Por su parte, Pedro Sánchez es, ciertamente, el menos socialista de los secretarios generales que ha tenido el PSOE, pero –otra paradoja más– el único que ha gobernado en coalición con una formación como Unidas Podemos cuya matriz genealógica es el Partido Comunista de España. Antes que genuinamente socialdemócrata, Pedro Sánchez es un político genuinamente pragmático: fría, inequívoca e implacablemente pragmático.

¿Ese pragmatismo extremo le perjudica electoralmente? Si fuera un político de derechas, no; siendo de izquierdas no le favorece. El votante de izquierdas es más sensible a la virtud que el de derechas: éste prefiere ser gobernado por un cínico; aquél, por un santo. En Pedro se adivina un cínico vestido de santo y esa circunstancia le resta simpatías.

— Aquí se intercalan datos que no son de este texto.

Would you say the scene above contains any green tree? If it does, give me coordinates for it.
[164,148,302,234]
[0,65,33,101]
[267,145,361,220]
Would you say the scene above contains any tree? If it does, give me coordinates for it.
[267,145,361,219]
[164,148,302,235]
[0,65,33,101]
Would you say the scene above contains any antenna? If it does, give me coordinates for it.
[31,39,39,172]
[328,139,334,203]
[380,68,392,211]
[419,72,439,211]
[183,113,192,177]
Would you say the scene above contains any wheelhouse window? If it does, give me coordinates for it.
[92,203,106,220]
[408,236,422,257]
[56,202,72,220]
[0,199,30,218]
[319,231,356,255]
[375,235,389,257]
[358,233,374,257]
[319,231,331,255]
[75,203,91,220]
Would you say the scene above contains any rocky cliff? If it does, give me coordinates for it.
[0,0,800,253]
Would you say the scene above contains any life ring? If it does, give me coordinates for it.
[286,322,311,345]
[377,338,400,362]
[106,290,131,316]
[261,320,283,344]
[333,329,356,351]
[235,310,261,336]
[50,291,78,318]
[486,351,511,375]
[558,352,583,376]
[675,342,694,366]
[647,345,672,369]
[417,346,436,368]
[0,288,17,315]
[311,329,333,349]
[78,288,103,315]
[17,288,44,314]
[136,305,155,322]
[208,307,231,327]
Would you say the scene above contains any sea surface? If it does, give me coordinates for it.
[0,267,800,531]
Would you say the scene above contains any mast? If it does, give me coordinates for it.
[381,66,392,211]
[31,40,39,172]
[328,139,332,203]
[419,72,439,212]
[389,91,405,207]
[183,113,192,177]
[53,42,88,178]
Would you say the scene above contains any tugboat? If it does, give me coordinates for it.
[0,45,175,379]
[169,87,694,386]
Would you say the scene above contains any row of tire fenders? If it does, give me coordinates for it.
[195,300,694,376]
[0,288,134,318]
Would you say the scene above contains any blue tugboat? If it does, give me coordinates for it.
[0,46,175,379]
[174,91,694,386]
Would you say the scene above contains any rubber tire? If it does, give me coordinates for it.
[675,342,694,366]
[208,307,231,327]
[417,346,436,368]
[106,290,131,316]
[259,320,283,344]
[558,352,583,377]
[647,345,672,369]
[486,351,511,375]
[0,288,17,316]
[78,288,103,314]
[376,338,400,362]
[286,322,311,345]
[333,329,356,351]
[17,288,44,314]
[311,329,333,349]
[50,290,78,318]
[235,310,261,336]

En todo caso, ¿puede el Gobierno dar la vuelta a los sondeos en los dos años que teóricamente le quedan de legislatura? Será complicado teniendo en cuenta que, con una gestión mucho más que aceptable –subida del salario mínimo, ley de eutanasia, reforma laboral, acceso temprano a los fondos europeos, recuperación económica, pacificación de Cataluña– en un tiempo mucho más que meramente complicado, no ha conseguido taponar esa hemorragia de votos que tantas encuestas certifican.